Working from a script penned by Jesse Chatham and Erin Dignam, the movie follows Edee (Wright), a woman determined to isolate herself from everyone in the wake of a devastating tragedy. When we first meet her, she’s already on her way to a remote cabin in Quincy, Wyoming. She wants to abandon everything, staying away from everyone who wants her to get better, but never allow her to process the deep sadness she’s been feeling for a while. Before arriving at the cabin, she ditches her phone and even calls a local to get rid of her rental car, leaving herself with only a bunch of canned foods and a box of her most personal possessions. But Edee is not cut out for this kind of living, so the plan she’s made seems foolhardy.
When the challenge of living in the wilderness proves to be much more than Edee can handle, she breaks down and is ready to give up.
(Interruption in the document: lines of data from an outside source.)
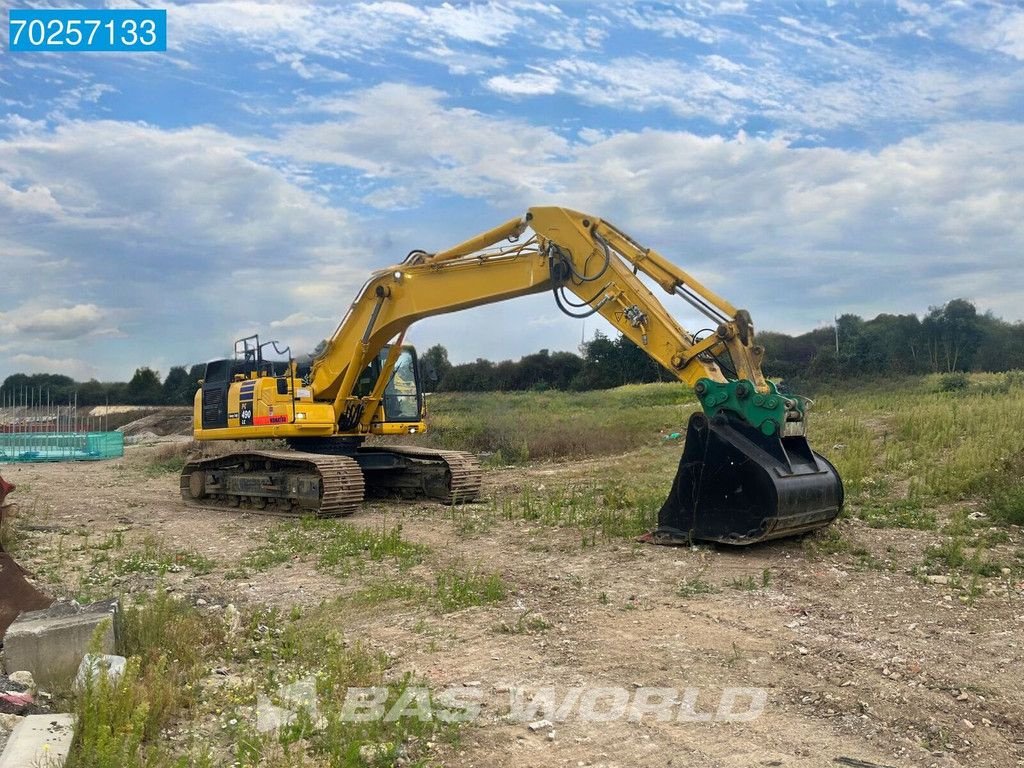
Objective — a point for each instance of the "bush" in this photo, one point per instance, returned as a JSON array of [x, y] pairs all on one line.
[[953, 382]]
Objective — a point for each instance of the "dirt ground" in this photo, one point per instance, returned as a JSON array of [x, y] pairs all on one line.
[[868, 665]]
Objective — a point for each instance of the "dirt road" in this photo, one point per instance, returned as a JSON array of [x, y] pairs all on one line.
[[852, 656]]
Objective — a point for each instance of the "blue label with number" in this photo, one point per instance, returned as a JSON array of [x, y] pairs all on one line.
[[87, 30]]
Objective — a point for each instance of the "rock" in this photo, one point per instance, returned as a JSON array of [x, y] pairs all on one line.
[[371, 754], [23, 678], [232, 620], [39, 739]]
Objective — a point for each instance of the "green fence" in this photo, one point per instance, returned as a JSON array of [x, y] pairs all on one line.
[[60, 446]]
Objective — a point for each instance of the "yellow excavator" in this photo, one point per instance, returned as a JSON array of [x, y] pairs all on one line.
[[747, 473]]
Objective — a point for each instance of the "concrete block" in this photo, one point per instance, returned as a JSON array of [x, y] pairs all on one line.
[[51, 643], [39, 740]]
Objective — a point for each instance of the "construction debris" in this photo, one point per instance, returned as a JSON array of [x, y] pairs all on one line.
[[51, 643]]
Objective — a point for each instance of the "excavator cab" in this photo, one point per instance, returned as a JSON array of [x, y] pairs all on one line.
[[402, 395]]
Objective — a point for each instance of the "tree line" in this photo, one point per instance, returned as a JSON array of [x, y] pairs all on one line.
[[953, 337]]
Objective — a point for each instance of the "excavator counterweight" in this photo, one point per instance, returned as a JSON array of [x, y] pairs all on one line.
[[747, 474]]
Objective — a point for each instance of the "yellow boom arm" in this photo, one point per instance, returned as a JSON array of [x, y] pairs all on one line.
[[567, 251]]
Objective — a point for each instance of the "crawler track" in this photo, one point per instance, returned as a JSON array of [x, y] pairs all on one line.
[[281, 482], [445, 476]]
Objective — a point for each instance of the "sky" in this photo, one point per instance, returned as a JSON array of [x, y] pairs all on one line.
[[802, 159]]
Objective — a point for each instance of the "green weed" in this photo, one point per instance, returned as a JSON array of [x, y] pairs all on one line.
[[695, 586], [336, 547], [456, 589]]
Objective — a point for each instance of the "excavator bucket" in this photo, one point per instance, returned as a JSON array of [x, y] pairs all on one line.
[[736, 485]]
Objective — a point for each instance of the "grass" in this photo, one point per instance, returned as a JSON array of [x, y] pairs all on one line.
[[527, 623], [903, 450], [456, 589], [694, 587], [171, 648], [537, 426], [335, 547]]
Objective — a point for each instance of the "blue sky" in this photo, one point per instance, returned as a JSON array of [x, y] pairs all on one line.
[[803, 159]]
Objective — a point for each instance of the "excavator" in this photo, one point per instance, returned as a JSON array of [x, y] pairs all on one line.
[[747, 473]]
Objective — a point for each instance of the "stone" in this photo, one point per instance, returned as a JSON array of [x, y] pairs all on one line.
[[23, 678], [51, 643], [39, 739]]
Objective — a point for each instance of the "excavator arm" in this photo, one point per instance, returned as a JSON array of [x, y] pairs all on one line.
[[747, 473], [563, 251]]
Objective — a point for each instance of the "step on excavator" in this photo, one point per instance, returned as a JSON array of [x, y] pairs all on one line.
[[747, 473]]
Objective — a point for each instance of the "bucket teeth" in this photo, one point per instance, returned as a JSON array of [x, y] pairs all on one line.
[[735, 485]]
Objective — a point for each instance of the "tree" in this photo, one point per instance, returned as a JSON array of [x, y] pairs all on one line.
[[144, 388], [952, 332], [434, 367], [178, 389]]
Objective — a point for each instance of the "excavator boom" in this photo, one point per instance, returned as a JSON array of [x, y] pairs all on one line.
[[747, 474]]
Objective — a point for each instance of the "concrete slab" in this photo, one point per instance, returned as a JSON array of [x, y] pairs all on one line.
[[52, 643], [42, 740], [94, 665]]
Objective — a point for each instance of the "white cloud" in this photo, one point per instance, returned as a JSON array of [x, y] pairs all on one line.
[[40, 364], [834, 226], [56, 323], [526, 84], [298, 318]]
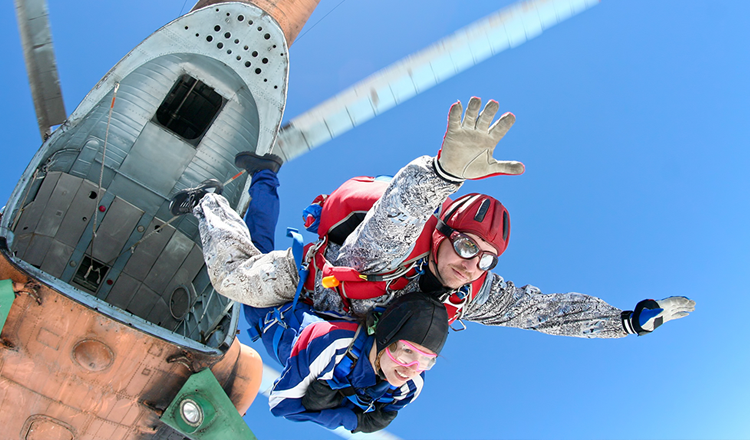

But then a kind man named Miguel (Demián Bichir) and a nurse, Alawa (Sarah Dawn Pledge), come to rescue and nurture her until she can get back on her own feet. Though Edee initially refuses to get more help from them, she agrees to let Miguel return to teach her all the basic survival skills, including how to hunt. Soon, the two forge a deep connection. Like Edee, Miguel has just gone through a devastating loss. And this shared pain allows them to heal each other, to find strength and solitude from one another.
Wright’s movie spends most of its runtime focusing on the connection between Edee and Miguel, and it’s at these moments where Land is at its most touching. The movie shows us how even when things are rough, even when we feel like we can’t move forward any more, there’s always someone who will help us find our strength again. Wright’s direction never relies on big, heartwrenching moments to make us feel the pain that her character is feeling. She keeps everything as understated as possible. But the quietness always fills the frame, providing every moment with tenderness and a certain level of realism.
Though Chatham and Dignam’s script doesn’t offer anything new when it comes to a depiction of grief, it doesn’t make Land any less affecting. What the movie lacks in the writing and originality, it makes up in the central performances of the two leads. Wright excels at displaying the internal grief Edee is dealing with in a subtle way. The movie requires a lot from her, and she delivers. Bichir is no less outstanding, giving warmth and hopefulness to the movie’s stillness. When the two share screen together, we fill the joy their characters are feeling. Bobby Bukowski’s breathtaking cinematography, along with the beautiful score from Ben Sollee, make Land all the more beautiful.
Wright’s directorial debut may not nail every aspect that it’s trying to accomplish. Its portrayal of grief and its healing process, in particular, isn’t one we haven’t seen before. But Wright’s confident direction and layered performance are enough to make Land hits the right emotional notes. It’s a solid debut overall.